Pero lo peor era el hedor y la humedad. Mientras recorría con la mirada los objetos tan familiares sentía un olor asfixiante.
–¿Pero qué pasa aquí? ¿Desde cuándo no limpia esta mujer? Aquí apesta –dijo Ramón mientras caminaba por el pasillo hasta la cocina.
No había comido nada desde la mañana. En la cárcel les daban de comer temprano. Para ventilar abrió la única ventana de la cocina que daba a un patio interior. No había mucha claridad. El frigo estaba vacío y apagado. Su mujer quizás habría ido a vivir con su hermana, pensó. Sensaciones de agobio y doloroso vacío se apoderaron de su estomago, así que engulló el contenido de una lata de bonito y otra de aceitunas encontradas en los armarios, y bebió un poco de agua del grifo.
Gracias a la comida de su cuñada, su mujer no había muerto de hambre. Desde que enfermó, ni cocinaba, ni comía por voluntad propia. Marta y él se turnaban para alimentarla.
En los días de hambre que había pasado en la cárcel, si no se llenaba la tripa, cosa muy habitual, dormía una siesta en su celda. Era una costumbre que siempre había tenido; dormir la siesta.

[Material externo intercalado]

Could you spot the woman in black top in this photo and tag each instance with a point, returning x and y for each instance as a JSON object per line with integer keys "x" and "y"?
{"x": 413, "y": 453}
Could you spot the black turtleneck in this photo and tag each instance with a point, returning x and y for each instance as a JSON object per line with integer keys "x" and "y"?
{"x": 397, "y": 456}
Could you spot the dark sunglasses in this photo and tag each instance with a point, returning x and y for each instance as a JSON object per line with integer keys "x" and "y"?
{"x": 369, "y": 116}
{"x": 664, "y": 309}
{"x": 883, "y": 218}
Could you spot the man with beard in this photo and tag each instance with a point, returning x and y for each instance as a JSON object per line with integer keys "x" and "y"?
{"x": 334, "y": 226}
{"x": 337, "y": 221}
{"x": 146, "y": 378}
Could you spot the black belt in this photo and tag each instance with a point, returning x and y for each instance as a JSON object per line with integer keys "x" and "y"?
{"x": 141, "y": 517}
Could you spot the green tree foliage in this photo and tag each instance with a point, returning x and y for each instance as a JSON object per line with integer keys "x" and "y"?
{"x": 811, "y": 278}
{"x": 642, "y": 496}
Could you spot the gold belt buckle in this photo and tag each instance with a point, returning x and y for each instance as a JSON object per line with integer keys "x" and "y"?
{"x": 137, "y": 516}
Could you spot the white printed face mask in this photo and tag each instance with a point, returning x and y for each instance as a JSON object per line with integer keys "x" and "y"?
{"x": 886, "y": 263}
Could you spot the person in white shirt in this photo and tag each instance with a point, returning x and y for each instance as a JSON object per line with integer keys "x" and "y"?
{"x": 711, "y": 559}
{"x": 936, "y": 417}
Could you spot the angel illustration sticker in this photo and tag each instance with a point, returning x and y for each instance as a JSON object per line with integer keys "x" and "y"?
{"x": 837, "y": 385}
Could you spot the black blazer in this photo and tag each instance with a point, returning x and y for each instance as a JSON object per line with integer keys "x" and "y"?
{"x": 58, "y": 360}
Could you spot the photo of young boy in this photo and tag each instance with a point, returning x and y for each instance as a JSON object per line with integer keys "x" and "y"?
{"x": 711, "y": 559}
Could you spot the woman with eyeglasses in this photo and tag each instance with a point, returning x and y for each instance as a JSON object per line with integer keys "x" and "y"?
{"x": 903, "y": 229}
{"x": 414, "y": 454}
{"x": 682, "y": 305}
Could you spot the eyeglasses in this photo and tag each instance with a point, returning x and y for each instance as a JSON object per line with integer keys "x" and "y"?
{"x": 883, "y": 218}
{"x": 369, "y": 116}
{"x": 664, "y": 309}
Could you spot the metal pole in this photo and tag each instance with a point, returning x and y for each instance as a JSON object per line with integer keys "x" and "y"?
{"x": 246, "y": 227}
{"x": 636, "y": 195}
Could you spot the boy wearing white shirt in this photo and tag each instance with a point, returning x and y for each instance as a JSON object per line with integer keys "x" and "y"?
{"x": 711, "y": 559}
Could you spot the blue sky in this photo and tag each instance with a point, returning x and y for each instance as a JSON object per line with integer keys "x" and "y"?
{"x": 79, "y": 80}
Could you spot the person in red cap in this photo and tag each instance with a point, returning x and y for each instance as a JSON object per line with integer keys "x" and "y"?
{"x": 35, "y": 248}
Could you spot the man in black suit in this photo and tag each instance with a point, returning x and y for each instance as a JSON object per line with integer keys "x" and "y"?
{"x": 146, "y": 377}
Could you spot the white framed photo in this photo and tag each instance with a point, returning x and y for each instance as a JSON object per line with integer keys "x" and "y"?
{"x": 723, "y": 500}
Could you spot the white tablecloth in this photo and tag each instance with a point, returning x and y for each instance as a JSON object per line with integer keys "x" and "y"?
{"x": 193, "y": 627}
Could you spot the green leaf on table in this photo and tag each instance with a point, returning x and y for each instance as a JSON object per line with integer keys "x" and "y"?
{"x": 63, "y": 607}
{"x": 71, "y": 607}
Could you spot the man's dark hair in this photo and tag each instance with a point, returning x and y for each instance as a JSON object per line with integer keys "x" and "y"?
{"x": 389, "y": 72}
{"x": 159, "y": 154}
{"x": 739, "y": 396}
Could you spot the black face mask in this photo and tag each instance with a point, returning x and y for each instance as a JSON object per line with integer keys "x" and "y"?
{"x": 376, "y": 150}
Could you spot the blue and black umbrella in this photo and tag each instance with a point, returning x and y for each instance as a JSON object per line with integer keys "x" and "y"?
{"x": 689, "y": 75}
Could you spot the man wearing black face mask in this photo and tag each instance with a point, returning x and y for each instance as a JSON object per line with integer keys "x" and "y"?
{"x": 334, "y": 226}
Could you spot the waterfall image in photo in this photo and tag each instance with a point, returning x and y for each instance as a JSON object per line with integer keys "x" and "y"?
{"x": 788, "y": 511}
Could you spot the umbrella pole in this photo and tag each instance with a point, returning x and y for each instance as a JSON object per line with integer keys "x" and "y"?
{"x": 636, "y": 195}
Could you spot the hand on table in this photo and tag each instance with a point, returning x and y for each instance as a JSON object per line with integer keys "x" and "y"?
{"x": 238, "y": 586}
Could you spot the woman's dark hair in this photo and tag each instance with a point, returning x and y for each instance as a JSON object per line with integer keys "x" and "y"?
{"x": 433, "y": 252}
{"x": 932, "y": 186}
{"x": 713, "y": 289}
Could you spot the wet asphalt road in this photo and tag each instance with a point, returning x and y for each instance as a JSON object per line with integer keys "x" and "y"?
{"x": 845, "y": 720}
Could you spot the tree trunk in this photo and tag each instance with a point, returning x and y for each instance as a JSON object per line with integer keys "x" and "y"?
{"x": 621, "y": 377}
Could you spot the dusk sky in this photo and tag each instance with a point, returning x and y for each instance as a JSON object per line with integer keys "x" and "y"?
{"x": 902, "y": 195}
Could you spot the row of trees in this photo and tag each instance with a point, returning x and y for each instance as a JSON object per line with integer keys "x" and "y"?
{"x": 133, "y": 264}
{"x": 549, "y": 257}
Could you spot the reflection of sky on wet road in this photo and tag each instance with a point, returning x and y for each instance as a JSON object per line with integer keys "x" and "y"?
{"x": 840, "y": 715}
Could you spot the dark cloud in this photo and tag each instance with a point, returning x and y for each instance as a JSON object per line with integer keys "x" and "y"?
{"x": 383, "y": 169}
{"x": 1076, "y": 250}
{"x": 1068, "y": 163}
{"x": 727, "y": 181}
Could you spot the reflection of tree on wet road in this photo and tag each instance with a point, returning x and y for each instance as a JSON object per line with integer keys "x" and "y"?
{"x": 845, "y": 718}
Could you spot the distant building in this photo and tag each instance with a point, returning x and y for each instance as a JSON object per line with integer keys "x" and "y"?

De vuelta por el claustrofóbico pasillo hasta el salón, a la derecha tomó otro pasillo más corto en dirección a las dos habitaciones del piso. La primera era la matrimonial; su habitación. Al abrir la puerta el hedor a humedad y podredumbre se hizo más intenso. Estaba en penumbras, algo de luz entraba por el cristal de la ventana a través de la persiana entrecerrada.
Acercándose a la cama, le pareció ver un bulto y pensó que sería alguna de las incontables muñecas que su mujer llegó a poseer.
No sabía por qué, pero estaba algo mareado.. Se recostó, las sábanas frías lo envolvieron, y el colchón maltrecho protestó ante su peso. Estaba cansado, muy cansado, tumbado boca arriba miraba hacia el techo, sus pupilas dilatadas en la penumbra, no podía moverse y comenzó a respirar con agitación. De pronto sintió frío y con dificultad se giró buscando la manta. El frío se intensificaba a medida que se giraba hacia su izquierda, y comenzó a temblar, su corazón palpitaba con intensidad mientras tiraba de la manta. Poco a poco se tapó, pero no paraba de tiritar. Al tirar de la manta, descubría lentamente la muñeca a su lado, sus ojos se abrieron redondos. El olor se hizo insoportable y se volvió como loco, le costaba respirar. Un dolor intenso le recorrió el brazo hasta su pecho, intentó gritar, pero las palabras no le salieron. Poco a poco un aire helador le cubrió. La manta continuó deslizándose lentamente, dejando al descubierto el cadáver momificado de su esposa que parecía observarle fijamente.